Run through this checklist:

  • Do I have the physical materials I need?
    • If you need to print anything, do it now, and make sure you have the correct number of copies.
    • If you’re presenting, make sure you have whatever you need — your laptop, tablet, thumb drive, etc — to get the presentation up and running smoothly.
    • Be sure you have materials to take notes!
  • Do I know where the meeting is and how I’m getting there?
    • Pull up driving directions, if needed, or check the meeting room number if you’ll be staying in the office.
    • If you’re calling in, make sure you have the phone number on hand so you’re not late to join.
  • Do I understand the meeting agenda?
    • (Remember, you should be sure to start all of YOUR meetings with a clear agenda!)
    • Are there any talking points you should prepare in advance?
    • Any data you should brush up on so you can speak to a point?
    • Prep any questions now!
  • Do I know who’s going to be in the meeting?
    • Reviewing the attendee list can help you mentally prepare for the tone of the discussion — a meeting with your team’s VP will likely look a lot different from a meeting with two of your colleagues, for example.
    • Have you been waiting on an answer from the department head who’s going to be in the room with you for an hour?

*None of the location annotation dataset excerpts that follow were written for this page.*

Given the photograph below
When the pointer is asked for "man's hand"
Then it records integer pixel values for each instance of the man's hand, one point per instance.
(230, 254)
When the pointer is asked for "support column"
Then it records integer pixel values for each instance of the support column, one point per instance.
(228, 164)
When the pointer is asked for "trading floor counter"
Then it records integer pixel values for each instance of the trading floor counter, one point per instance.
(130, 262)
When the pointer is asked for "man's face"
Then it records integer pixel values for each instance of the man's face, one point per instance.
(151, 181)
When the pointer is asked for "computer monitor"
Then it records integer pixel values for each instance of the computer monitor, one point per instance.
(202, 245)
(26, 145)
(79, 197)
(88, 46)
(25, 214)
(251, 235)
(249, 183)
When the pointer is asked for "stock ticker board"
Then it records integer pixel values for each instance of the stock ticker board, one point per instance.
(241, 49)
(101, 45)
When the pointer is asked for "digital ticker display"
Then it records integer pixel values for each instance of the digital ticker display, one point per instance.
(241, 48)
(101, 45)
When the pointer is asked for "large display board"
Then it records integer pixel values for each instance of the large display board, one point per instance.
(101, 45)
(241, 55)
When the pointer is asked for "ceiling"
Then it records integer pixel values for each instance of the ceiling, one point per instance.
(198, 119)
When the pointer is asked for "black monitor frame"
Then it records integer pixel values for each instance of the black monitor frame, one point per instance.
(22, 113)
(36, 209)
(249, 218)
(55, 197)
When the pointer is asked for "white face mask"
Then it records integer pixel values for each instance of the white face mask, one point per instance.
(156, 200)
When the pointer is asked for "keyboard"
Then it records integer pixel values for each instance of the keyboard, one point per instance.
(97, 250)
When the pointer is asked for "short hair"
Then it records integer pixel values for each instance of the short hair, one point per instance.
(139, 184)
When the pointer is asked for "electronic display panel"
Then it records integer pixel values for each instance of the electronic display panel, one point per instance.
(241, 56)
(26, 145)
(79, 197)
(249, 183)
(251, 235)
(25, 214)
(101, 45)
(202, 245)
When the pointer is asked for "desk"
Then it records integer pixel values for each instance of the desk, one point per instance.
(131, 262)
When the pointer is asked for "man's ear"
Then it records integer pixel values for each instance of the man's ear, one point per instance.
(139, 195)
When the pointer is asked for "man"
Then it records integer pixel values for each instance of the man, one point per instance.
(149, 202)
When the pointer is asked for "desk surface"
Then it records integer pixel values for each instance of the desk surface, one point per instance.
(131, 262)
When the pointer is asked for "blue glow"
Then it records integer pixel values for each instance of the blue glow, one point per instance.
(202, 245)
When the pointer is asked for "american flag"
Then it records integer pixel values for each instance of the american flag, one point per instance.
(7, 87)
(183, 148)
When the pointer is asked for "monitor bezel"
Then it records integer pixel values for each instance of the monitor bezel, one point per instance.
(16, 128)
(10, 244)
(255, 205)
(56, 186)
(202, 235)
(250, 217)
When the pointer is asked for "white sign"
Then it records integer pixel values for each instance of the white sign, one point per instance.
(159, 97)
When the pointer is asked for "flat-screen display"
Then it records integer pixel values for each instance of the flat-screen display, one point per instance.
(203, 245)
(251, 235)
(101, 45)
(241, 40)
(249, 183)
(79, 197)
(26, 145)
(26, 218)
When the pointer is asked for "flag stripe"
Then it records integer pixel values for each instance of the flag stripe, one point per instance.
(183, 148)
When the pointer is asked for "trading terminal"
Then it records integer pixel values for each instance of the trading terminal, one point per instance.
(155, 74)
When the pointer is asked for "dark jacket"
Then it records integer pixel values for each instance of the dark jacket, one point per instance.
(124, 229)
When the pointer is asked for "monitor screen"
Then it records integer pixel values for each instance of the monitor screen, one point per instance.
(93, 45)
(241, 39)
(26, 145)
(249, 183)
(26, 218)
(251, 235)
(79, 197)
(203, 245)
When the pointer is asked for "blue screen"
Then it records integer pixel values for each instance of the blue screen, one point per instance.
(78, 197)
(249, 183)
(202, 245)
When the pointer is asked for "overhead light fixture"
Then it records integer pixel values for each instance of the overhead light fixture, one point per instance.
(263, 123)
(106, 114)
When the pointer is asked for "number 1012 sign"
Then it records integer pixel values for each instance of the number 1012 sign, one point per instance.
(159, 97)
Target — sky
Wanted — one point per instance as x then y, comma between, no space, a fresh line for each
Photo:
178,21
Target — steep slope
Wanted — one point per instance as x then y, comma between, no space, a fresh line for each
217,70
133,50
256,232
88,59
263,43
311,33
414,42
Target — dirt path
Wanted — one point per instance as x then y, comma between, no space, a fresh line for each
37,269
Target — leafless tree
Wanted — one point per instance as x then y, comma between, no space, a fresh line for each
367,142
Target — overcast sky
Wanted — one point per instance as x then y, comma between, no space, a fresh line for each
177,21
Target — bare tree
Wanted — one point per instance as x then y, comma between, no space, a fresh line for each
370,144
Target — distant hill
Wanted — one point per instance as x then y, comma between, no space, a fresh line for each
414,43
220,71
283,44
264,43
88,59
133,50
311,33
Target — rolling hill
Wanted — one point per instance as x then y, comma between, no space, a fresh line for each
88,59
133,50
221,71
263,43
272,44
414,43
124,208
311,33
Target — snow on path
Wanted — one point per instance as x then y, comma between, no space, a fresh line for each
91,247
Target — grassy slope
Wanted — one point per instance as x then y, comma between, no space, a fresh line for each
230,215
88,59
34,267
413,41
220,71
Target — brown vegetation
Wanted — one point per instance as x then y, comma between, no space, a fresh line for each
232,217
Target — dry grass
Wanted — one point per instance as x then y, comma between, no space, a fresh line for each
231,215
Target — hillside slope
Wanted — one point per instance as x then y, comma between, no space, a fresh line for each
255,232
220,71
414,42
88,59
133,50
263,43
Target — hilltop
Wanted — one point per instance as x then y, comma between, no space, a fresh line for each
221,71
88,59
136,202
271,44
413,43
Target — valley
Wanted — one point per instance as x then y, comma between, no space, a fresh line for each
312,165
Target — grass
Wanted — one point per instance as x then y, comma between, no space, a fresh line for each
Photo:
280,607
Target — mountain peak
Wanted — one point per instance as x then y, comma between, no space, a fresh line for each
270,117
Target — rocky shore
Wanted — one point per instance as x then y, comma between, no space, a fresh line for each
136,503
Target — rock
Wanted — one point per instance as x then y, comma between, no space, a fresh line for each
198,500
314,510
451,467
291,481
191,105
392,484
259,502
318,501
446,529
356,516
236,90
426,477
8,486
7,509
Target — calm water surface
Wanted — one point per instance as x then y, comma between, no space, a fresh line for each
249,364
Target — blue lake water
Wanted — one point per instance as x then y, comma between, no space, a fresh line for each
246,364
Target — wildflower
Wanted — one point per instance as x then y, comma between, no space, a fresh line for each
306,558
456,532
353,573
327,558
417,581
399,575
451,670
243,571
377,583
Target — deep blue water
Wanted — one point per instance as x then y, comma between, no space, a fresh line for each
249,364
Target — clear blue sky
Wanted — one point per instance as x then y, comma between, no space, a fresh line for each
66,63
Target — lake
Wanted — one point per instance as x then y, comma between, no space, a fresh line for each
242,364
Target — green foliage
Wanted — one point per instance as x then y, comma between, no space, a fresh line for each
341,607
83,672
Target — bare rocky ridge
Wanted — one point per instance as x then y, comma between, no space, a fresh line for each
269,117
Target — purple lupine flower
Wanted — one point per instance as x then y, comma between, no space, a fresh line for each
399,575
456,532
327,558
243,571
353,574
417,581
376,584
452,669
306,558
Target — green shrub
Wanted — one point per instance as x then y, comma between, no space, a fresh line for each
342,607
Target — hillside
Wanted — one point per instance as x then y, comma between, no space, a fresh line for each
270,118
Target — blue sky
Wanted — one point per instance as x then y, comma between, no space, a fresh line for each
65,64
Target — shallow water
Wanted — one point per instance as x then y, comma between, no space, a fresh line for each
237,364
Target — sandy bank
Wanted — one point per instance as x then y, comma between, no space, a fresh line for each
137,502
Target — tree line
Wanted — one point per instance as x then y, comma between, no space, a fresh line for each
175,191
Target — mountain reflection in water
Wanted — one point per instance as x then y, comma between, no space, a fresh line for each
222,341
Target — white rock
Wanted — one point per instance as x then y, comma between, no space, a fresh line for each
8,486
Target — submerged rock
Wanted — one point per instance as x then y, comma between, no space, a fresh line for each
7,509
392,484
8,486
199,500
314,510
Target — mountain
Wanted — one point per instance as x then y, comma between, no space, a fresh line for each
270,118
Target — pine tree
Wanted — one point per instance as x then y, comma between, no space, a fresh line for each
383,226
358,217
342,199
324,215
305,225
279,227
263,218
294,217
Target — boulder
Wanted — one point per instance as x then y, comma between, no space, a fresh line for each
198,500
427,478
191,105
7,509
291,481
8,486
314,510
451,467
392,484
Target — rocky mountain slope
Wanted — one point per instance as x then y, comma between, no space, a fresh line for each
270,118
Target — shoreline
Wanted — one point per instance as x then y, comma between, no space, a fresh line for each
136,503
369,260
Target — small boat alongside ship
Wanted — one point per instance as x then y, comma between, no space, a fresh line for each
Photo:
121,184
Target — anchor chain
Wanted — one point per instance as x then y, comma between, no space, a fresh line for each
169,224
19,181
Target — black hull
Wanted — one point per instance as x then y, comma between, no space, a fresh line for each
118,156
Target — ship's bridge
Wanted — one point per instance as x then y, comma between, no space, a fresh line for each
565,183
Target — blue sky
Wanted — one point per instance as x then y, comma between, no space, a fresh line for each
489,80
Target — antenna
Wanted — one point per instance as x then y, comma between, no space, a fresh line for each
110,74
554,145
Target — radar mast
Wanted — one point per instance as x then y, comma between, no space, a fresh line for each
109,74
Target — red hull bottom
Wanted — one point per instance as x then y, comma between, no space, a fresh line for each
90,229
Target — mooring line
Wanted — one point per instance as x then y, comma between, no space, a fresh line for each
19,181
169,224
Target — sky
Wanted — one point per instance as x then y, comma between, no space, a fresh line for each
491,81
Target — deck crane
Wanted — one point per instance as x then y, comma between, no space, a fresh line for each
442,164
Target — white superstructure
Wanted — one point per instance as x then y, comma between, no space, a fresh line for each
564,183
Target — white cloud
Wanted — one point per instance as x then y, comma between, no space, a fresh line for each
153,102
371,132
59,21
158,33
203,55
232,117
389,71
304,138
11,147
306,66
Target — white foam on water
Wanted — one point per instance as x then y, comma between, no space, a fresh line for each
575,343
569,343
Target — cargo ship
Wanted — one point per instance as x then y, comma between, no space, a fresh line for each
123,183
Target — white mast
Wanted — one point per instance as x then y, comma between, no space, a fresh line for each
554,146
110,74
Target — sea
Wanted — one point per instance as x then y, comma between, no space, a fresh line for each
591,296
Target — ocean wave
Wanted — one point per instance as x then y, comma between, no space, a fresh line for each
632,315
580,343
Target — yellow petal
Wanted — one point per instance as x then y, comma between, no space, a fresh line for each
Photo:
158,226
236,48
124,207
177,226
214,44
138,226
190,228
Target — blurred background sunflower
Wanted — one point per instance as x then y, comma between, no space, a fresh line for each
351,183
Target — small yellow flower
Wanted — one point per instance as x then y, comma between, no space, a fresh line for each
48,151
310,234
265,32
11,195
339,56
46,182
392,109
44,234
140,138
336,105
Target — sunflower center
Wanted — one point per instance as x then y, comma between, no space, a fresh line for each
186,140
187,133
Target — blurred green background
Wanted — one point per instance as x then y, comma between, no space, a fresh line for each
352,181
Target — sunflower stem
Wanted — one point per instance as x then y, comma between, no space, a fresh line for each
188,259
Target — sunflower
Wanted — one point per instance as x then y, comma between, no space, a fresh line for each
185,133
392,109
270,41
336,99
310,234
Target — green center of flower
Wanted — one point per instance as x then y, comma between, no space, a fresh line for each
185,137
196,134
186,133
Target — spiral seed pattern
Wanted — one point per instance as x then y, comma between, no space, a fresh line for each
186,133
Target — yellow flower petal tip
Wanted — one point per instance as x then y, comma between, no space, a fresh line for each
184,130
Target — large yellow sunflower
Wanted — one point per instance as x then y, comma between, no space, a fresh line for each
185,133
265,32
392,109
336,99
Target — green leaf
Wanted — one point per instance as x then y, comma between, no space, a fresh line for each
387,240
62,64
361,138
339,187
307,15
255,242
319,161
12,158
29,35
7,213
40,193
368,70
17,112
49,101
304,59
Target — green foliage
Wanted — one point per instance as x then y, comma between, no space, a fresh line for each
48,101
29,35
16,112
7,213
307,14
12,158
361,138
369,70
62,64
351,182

Now could be the chance to ask it!

4. Save emails for once per day

Email can be the biggest time suck of all, and the temptation to check in constantly is high. If you only have 20 minutes at your desk, despite the best laid plans, that time can very quickly disappear into the black hole of your inbox.

Here’s a common scenario: You’re working on a task when you see a new email pop up with a question from a colleague. You open the email, but realize you don’t have all the information you need to answer her question, so you starting doing some “quick” research so you can get her what you need. Before you know it — and before you’ve found the answer — it’s time for your next meeting. Now you’re leaving your desk with a half-finished email, a half-finished task, and more stress, none of which is helping anyone.

At the beginning of your day, identify when your one period of time will be when you’ll respond to email and stick to it! As soon as you take the distraction of your inbox out of the equation, your productivity will increase almost immediately.

5. Take time for your personal needs

Make sure you’re taking time to eat lunch and snacks, drink water, and go for a short walk. It may seem like you’re wasting precious minutes that could be spend checking one more item off your list, but it’s so important to take care of yourself so that you can stay at the top of your game and present the best version of yourself all day long. A hydrated, well-fed you will be MUCH more productive than the you who’s hungry, thirsty, and stressed!

If your busy schedule is really stressing you out, here’s a quick breathing exercise that takes less than two minutes, called the 4-7-8 technique, that will help you center yourself and release tension:

  • Breathe in through your nose for a slow count of 4. Feel your belly and chest expand with your breath.
  • Hold that breath for a count of 7.
  • Slowly release your breath through your mouth for a count of 8.

Repeat the exercise three times (or as many as needed!).

6. Recognize that meetings are part of the job

It can be easy to feel like you haven’t accomplished anything with your day by sitting in meetings. But remember: Most of the time, being present and contributing to those meetings or calls is an important part of your job! Don’t beat yourself up for not checking as many things off your checklist as you might be able to on a day when you’re able to be at your computer most of the day.

Meetings are a place for you to put your great work in the spotlight, contribute to decisions and big projects, and shine, so take advantage! Counting the day as a win, instead of time wasted, can help you start the next day with a positive mindset, ready to tackle that to-do list.